Dans un communiqué publié ce vendredi 7 août 2026, le Parquet du Tribunal de grande instance de Pikine-Guédiawaye a précisé les suites données à l’instruction dans le dossier dit « Pape Salif Raal Thiam, Cheikh Ahmed Tidiane Diallo dit Pape Cheikh Diallo et autres ».
Au terme de son ordonnance, le juge d’instruction a prononcé un non-lieu total en faveur de 28 inculpés. Par ailleurs, plusieurs personnes ont été renvoyées devant le tribunal correctionnel afin d’y répondre des faits qui leur sont reprochés.
Au total, 71 inculpés sont renvoyés devant la juridiction correctionnelle pour des faits qualifiés notamment d’association de malfaiteurs et d’actes contre nature, selon le communiqué du parquet.
En revanche, les accusations relatives à la mise en danger de la vie d’autrui ainsi qu’à la transmission volontaire du VIH/SIDA n’ont pas été retenues à l’issue de l’instruction. Le juge a prononcé un non-lieu concernant ces chefs.

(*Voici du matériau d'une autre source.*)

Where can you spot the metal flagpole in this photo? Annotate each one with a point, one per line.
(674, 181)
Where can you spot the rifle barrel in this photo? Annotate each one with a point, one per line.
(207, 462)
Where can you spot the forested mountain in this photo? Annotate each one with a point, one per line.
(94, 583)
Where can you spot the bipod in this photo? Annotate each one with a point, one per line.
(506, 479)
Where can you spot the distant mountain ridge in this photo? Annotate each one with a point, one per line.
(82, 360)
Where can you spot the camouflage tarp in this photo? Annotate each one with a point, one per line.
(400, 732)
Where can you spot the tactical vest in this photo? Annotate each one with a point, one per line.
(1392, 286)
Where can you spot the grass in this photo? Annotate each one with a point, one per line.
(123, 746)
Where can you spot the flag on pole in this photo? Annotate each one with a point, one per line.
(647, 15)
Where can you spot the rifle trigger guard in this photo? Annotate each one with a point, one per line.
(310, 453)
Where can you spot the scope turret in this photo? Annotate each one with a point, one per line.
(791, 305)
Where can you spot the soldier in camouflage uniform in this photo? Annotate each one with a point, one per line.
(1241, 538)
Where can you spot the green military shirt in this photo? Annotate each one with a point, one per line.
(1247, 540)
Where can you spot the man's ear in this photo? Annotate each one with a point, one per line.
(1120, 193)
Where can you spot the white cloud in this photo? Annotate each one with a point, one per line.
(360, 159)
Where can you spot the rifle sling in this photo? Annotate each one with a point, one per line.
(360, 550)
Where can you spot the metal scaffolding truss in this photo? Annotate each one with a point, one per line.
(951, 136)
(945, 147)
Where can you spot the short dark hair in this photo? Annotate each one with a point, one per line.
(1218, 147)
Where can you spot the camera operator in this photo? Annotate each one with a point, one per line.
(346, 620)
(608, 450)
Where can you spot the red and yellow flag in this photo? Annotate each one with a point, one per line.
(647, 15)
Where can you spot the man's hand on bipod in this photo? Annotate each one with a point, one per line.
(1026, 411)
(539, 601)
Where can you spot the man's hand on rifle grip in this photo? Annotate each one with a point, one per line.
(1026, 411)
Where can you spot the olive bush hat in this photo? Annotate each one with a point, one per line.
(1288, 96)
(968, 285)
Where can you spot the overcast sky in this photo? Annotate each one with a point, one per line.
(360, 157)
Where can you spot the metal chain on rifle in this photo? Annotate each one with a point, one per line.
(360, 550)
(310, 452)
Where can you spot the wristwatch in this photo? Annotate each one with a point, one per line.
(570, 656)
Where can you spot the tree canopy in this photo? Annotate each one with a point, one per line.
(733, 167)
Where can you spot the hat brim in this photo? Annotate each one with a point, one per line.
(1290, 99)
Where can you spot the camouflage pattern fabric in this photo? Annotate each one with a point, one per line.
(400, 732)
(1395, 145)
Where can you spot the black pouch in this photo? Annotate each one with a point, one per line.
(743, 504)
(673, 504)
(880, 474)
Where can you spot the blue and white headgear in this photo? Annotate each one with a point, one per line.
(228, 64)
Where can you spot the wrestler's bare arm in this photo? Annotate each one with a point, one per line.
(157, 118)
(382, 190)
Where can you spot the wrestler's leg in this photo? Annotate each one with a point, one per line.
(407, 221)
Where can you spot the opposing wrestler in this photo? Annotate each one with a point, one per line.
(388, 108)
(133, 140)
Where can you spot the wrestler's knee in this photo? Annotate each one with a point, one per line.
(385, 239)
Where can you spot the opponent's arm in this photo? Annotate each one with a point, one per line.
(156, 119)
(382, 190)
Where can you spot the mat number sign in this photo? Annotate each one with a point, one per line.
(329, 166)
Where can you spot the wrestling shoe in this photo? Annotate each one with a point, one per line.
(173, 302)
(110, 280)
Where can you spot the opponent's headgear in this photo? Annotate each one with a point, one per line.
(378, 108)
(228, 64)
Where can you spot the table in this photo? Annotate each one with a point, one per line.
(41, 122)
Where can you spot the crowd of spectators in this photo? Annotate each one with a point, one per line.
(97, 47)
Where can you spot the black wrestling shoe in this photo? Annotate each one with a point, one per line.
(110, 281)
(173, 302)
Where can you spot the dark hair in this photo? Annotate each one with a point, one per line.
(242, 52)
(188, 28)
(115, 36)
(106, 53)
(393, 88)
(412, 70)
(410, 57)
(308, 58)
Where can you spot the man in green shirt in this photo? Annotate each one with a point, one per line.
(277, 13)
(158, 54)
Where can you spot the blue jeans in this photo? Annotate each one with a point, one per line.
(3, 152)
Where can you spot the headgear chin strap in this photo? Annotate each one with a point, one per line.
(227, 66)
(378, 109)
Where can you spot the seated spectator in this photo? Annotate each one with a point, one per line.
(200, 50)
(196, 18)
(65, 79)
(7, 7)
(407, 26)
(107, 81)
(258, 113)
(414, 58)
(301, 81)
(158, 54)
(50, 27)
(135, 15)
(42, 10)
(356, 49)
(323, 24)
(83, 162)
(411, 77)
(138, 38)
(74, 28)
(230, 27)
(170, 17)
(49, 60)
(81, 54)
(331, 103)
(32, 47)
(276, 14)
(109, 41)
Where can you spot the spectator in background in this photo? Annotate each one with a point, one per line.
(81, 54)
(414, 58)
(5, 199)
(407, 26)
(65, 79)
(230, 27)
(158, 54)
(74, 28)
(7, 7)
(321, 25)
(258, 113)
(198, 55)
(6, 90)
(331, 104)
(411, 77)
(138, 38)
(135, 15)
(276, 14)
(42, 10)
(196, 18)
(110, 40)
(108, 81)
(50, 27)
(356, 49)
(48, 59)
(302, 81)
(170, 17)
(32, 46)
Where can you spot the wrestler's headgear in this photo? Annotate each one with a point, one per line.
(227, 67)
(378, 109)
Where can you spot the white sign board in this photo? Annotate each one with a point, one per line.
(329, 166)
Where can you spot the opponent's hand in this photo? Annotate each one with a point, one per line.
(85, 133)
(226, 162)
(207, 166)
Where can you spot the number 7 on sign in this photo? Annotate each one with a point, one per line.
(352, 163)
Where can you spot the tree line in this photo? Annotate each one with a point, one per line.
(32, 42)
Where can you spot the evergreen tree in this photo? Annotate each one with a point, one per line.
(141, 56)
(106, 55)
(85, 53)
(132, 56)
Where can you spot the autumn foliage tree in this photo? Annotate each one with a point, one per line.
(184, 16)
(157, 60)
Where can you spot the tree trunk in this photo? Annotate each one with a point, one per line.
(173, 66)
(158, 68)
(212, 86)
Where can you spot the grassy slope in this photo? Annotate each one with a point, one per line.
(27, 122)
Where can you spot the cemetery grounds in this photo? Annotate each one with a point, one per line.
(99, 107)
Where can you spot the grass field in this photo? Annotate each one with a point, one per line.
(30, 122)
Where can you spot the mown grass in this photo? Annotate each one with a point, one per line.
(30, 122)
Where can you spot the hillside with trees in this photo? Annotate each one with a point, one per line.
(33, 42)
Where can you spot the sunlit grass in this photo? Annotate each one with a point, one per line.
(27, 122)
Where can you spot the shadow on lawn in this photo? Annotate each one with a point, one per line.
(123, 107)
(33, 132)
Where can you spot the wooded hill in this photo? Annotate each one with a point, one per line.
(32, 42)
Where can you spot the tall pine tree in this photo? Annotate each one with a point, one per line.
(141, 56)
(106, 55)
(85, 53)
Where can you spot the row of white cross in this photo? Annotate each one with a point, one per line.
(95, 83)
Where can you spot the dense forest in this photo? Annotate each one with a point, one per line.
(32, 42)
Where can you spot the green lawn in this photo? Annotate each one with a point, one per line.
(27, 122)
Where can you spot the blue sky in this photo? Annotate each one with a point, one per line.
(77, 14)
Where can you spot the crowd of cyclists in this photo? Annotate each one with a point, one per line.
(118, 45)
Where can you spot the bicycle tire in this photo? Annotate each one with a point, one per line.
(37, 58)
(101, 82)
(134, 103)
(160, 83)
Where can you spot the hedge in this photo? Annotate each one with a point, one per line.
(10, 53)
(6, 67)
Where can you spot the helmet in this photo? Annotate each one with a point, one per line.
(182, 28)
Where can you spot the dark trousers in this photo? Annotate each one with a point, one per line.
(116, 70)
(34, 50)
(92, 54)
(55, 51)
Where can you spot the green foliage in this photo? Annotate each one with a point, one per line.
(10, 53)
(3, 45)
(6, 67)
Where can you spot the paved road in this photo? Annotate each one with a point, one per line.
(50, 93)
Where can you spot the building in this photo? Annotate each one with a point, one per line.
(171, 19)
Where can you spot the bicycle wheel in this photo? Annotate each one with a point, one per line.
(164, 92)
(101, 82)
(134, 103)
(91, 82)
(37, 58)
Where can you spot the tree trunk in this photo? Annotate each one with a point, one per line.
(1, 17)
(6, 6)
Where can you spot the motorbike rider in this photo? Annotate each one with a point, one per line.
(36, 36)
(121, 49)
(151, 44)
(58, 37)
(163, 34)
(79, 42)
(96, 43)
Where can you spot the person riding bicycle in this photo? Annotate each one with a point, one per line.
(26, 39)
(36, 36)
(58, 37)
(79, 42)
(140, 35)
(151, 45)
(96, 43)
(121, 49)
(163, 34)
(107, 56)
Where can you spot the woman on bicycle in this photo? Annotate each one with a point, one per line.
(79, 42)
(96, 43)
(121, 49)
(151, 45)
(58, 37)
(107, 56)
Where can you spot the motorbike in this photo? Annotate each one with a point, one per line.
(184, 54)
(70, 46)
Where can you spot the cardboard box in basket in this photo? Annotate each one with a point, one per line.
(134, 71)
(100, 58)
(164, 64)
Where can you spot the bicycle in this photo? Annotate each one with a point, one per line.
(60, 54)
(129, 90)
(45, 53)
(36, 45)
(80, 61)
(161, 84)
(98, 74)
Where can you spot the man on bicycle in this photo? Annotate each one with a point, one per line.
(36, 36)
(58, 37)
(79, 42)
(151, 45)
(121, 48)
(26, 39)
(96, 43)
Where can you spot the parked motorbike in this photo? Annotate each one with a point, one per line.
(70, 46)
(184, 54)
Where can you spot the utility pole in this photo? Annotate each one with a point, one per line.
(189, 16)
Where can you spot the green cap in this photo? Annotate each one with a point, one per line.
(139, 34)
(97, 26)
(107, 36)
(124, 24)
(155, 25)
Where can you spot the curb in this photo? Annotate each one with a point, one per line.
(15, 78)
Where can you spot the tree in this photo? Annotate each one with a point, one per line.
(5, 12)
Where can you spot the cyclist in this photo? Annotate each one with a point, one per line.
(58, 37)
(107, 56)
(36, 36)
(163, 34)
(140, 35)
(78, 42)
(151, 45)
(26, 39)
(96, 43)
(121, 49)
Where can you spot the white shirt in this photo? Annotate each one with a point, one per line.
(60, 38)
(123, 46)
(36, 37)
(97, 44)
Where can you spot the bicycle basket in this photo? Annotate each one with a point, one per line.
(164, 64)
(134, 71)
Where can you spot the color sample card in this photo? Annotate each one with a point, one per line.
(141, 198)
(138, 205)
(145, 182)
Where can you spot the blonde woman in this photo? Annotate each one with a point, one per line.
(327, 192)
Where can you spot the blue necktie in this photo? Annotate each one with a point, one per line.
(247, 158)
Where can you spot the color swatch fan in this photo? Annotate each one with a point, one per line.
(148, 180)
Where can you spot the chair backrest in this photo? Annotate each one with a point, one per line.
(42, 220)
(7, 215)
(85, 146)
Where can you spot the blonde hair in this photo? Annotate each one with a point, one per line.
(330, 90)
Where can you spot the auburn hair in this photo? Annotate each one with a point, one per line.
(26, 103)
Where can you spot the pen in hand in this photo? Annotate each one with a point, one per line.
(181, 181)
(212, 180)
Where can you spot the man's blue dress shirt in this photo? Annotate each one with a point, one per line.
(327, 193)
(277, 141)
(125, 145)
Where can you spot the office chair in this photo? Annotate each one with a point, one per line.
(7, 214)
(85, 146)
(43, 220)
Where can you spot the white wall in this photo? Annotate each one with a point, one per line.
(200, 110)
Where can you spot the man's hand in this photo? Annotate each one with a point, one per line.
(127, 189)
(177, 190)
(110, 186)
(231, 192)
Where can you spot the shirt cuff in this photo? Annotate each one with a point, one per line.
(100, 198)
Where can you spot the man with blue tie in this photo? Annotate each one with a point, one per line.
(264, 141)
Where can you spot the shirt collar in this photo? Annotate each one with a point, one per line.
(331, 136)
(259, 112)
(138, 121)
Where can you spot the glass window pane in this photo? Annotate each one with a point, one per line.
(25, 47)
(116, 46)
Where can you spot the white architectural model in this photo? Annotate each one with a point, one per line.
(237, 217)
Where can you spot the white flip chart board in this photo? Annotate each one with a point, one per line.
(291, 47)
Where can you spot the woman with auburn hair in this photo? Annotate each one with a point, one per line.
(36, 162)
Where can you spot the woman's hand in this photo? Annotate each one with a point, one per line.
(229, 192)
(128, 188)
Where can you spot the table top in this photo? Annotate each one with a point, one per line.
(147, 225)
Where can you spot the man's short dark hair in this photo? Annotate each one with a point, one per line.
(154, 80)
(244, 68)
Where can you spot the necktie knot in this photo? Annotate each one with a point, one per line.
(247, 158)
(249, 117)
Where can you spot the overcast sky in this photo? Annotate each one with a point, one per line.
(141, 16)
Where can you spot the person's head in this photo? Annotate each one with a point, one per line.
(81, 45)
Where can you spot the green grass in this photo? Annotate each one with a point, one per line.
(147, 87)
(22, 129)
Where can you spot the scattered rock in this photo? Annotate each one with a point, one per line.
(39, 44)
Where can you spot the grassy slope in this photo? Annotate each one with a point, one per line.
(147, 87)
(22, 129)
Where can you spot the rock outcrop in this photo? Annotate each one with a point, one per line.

Le parquet conteste la décision
Le procureur de la République, Saliou Dicko, ne s’est toutefois pas rangé derrière cette décision. Le ministère public avait requis, au cours de la procédure, le renvoi de l’ensemble des inculpés pour les différentes infractions visées dans le dossier.
Estimant que l’ordonnance rendue par le juge ne correspond pas à ses réquisitions, le parquet a donc interjeté appel.
Cette décision signifie que le dossier n’est pas définitivement clos pour les personnes ayant bénéficié d’un non-lieu. La procédure doit désormais être examinée au niveau de la Cour d’appel de Dakar, compétente pour connaître de l’appel introduit par le parquet de Pikine-Guédiawaye.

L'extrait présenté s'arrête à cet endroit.